I think if anyone had any misgivings at all of Richard O'Rawe's account in Blanketmen, Afterlives will eradicate any doubts they had left.

It was like reading an adcademic essay - every single contradiction or point of confusion was addressed thoroughly and meticulously, the sequence of events laid out so simply that one would find it impossible not to believe.

It's said the devil is in the detail and in Afterlives all the he saids, she saids and I saids were clarified so efficiently, leaving the reader in no doubt as to who is telling the truth in the whole debacle.

I hope Richard gets some peace now and the naysayers and disbelievers find it in themselves to apologise to him.

Belfast Bookworm,

this is a very concise but accurate summary.

Afterlives forensically dissects the case that the Clique has been making and shows it to be threadbare.

It is beyond doubt to me that Richard O'Rawe is telling it truthfully. He genuinely believes what he writes unlike the Liars' Club who rush out some spoof forgetting that it is completely at odds with some other earlier spoof.

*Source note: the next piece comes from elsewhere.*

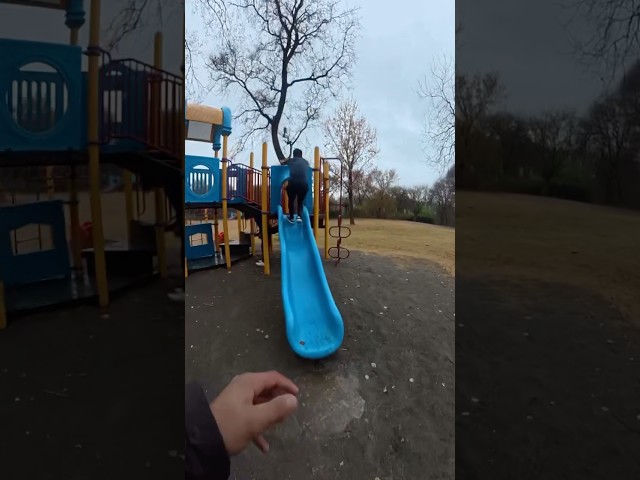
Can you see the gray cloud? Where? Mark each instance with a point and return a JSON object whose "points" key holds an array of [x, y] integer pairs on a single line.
{"points": [[398, 43]]}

Very few will apologise to him. The instinct at the top would be to disappear him. They would take the view how dare he challenge such wonderful minds as theirs!
He stood his ground, faced the bullies down and won the day. If he were to run for the presidency he would never be called the President of Lies.

AM,

I think Afterlives was a stroke of genius on Richard O'Rawe's part. After Blanketmen I found it hard to keep track of the chain of events that followed it - all the counter arguments and new information coming to light etc.

Afterlives sorted all that out. His appraisal of the cliques whole PR stunt around the'duping' issue in particular was brilliant.

Unfortunately though, I believe those needing 'persuaded' of the truth after Blanketmen will never be convinced - not because Richard's account is flawed or inplausible, but because they simply dont want to believe.

They're still chained up in Plato's Cave.

Belfast Bookworm,

Richard really did the right thing in getting Afterlives out. I think after Blanketmen there was so much detail dispersed that it was hard for many to follow. Afterlives pulled it all together and it delivered the coup d'grace to the Clique's false narrative.

There are those who will never believe him, the same type who believe decommissioning never happened. As they say, what was never reasoned in can never be reasoned out.